Specific detection of captured bacteria with dnazyme-modified GMøs

Escherichia coli-targeting DNAzymes (called DzEC-GMøs) modified on GMøs can be used to detect live E. coli. In the absence of E. coli, DzEC-GMøs fluorescence was negligible, indicating a low background signal for this cell-based sensor. Once the bacteria were captured, a strong green fluorescence was observed around the cell membrane. The LOD is approximately 500 CFU/mL and is highly specific, with other bacteria such as Staphylococcus aureus, Pseudomonas aeruginosa, Vibrio parahaemolyticus, Streptococcus pyogenes, and Candida albicans failing to produce a detectable signal.

Two DNAzymes targeting Escherichia coli and Staphylococcus aureus (called DzECSA-GMø) were modified on the cell membrane (bottom h). Each enzyme labeled with a fluorophore (FITC or Rh) can bind to the corresponding bacterial-secreted CEMs and cleave its substrate, thereby restoring fluorescence. Introducing one of the two bacteria into the sample restores the specific fluorescent signal, and the two fluorophore signals can only be observed at the same time when both bacteria are present at the same time

Analysis of pore-forming toxins using GMøs

Binding events between the GMø membrane and the target toxin lead to the formation of pores in the cell membrane, facilitating the penetration of propidium iodide. In the absence of Hlα, GMøs remained dark during the experiment. After adding 100 nM Hlα, the red fluorescence gradually appeared and reached a plateau at 25 min. The experimental results showed that the limit of detection (LOD) for the detection of Hlα by PI staining was estimated to be 10 fM.

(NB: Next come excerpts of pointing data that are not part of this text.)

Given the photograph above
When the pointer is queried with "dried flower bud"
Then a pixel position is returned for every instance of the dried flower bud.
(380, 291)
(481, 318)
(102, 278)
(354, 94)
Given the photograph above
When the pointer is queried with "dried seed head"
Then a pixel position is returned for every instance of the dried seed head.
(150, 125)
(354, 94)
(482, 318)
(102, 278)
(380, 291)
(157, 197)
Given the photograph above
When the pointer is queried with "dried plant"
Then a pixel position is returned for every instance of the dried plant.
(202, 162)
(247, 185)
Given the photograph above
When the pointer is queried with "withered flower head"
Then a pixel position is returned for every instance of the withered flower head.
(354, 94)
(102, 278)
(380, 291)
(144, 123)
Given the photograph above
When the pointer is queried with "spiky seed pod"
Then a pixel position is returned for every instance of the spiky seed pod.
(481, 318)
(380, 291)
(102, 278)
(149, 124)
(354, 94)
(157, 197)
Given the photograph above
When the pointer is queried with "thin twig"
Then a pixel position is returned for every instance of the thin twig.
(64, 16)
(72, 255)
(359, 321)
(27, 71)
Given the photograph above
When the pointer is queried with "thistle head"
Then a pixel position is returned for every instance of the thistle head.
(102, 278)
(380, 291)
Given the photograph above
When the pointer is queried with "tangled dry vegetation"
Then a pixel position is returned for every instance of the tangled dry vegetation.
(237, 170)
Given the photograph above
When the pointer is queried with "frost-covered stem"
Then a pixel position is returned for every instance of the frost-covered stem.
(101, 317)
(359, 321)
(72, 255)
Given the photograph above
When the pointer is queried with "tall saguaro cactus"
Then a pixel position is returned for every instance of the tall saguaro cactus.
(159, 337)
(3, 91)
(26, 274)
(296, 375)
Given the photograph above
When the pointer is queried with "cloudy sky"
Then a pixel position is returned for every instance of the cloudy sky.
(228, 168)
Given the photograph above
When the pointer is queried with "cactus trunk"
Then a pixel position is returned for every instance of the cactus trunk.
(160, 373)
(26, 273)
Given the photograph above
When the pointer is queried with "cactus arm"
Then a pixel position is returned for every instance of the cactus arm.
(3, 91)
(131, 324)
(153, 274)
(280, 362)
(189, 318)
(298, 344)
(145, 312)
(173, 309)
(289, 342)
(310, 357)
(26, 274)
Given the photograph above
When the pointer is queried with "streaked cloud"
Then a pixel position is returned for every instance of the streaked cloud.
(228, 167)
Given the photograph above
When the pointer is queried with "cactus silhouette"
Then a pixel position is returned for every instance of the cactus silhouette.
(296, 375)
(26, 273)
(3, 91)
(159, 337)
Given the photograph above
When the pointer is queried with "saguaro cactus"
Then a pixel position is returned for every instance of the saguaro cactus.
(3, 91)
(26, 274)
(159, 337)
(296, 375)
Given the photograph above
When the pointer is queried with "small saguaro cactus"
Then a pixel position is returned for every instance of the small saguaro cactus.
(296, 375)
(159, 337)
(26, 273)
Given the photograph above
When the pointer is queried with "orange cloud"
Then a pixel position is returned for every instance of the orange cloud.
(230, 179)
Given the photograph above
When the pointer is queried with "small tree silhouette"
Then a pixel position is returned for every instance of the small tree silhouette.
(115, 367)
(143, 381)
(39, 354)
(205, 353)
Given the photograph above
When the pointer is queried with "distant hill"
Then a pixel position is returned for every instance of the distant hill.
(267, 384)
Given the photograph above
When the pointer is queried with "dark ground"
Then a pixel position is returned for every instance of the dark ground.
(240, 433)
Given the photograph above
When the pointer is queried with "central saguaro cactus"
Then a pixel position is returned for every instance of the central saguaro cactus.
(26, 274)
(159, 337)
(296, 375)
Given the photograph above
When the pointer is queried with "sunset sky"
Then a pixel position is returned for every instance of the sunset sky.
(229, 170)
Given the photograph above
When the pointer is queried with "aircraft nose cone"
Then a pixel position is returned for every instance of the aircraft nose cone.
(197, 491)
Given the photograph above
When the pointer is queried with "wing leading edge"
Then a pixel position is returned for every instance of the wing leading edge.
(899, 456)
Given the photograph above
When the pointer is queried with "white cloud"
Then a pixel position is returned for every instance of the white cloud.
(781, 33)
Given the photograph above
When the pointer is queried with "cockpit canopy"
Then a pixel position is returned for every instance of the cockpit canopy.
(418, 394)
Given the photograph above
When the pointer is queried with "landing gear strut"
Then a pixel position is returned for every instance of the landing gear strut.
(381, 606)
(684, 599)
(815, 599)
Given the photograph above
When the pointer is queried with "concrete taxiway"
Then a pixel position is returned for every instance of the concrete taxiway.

Real sputum samples from patients with pneumonia caused by Staphylococcus aureus in a local hospital were analyzed using DzSA-GMøs. In this experiment, the presence of S. aureus in the sample activates DNAzymes, producing green fluorescence on the cell membrane, while Hlα causes an increase in PI fluorescence. As shown in panel f below, all patient samples produced a positive signal for S. aureus. At the same time, PI staining experiments showed that not all Staphylococcus aureus secreted H1α (ie, P2 and P5). The results demonstrate the ability of the method to rapidly analyze bacteria and toxins in clinical samples.